Kept nodding off at an estate auction and bought a garden gnome for 3 million dollars.
Caesar [dying]: remember me
Soldier: we will name a salad after you
Caesar: ok
Soldier: with stale chunks of bread
Caesar: actually nev-
Soldier: and tiny pieces of fish and cheese
Caesar: wow ok so no one liked me
Sometimes I’m playing a dangerous game like Halo & people ask if I get scared but honestly no, your training just takes over
I’ve never seen a workplace Hanukkah display that didn’t shout, “We legally had to do this.”
i am against victim blaming except for when someone loses their sunglasses in the ocean
*drives Toyota Corolla into Mordor*
“See, nobody suspected a thing”
I RELATE TO LADY AND THE TRAMP BECAUSE OF THE ROMANCE AND NOT BECAUSE I UNDERSTAND HOW DIFFICULT IT IS TO EAT SPAGHETTI WITH A DOG MOUTH
If true crime podcasts have taught me anything, it’s that serial killers are often described as: charismatic, grandiose, mobile, antisocial and sometimes can be known to live off the grid….
Yeah, I’m looking at you, Santa.
Doctor: Please step on the scale
Me: No weigh
Ground control: he says he loves you very much
Mrs Major Tom: what’s he done this time?
Dad just found my Twitter.
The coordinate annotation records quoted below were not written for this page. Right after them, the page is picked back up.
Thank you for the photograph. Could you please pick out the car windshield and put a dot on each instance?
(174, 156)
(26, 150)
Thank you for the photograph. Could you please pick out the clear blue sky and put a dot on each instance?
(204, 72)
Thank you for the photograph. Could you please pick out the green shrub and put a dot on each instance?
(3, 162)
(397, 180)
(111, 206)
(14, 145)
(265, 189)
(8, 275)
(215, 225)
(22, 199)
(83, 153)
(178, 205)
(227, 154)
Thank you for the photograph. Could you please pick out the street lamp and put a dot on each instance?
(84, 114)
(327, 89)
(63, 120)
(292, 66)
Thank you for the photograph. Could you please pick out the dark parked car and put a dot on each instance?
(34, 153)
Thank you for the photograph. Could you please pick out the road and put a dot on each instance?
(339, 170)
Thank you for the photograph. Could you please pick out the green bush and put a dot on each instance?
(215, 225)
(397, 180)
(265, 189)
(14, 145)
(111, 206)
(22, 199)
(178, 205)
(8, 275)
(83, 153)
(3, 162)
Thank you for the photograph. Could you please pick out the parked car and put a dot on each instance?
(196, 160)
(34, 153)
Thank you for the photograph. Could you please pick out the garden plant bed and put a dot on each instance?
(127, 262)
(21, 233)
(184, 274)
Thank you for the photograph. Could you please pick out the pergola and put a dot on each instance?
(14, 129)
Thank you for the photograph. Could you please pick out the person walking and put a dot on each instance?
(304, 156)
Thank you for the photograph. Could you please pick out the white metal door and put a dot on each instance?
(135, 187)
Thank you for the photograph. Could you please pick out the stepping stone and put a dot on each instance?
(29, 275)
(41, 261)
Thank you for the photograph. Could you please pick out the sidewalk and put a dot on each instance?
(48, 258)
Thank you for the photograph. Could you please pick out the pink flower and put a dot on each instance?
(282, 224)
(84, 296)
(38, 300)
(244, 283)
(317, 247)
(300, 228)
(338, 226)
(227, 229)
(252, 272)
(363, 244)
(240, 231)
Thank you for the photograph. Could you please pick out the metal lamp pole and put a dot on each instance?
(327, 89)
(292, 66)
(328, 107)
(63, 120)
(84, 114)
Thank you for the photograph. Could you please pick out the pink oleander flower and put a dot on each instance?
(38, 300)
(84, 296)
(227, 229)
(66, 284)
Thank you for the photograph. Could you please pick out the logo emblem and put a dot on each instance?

Fame is a double edged sword. On an unrelated note, church today was so much fun and I got so much studying done.
I feel like if one pizza roll bursts then they all join in for solidarity
*slow jams playing in the background
Her: take off my pants
Me: oh my bad, right, ok I totally thought these were mine.
[blind date]
Him: what are you looking for in a partner?
Her: someone with serious ink
Him: *opens overcoat to reveal a range of 18th century fountain pens*
Her: [whispering] holy shit
I hate it when I’m eavesdropping and people aren’t talking loud enough.
If yahoo! hasn’t given up then why should I??
ME: Im a secret agent
THEM: With like the FBI
ME: Idk its a secret
ME: ok i’m gonna tell you some stuff, but only if you promise not to judge me afterwards
JUDGE: no can do
I don’t usually sing Adele, but when I do, it’s usually on the toilet in the middle stall in the men’s washroom at work.
On my way to work I saw a turtle crossing at a TURTLE CROSSING SIGN omg so responsible.
Amazon lost our order of Altoids and they had to ship another one, so I am experiencing resentmint
finished mowing the grass, thus solving the problem once and for all
Can’t believe I went on a date with someone who did a background check on me and casually spent the rest of the night reciting facts about me to me, and then proceeded to continue going out with him.
LOVED ONES: When I die, I want you to throw a sad party where you all look at my dead body
US, FOR SOME REASON: Ok that’s no problem
In Canada, street racing is just people competing to see who can dig their car out of the snow first.
interviewer: this resume looks great but can you perform under pressure
vanilla ice: *squinting* no
imagine being a rooster and just completely losing your shit over the sun rising.
[First day as an undercover cop]
Drug Dealer: You got the money?
Me: … *into cufflink* Line?
They don’t touch my pizza after it comes out of the oven?
So, wait. They used to touch my pizza?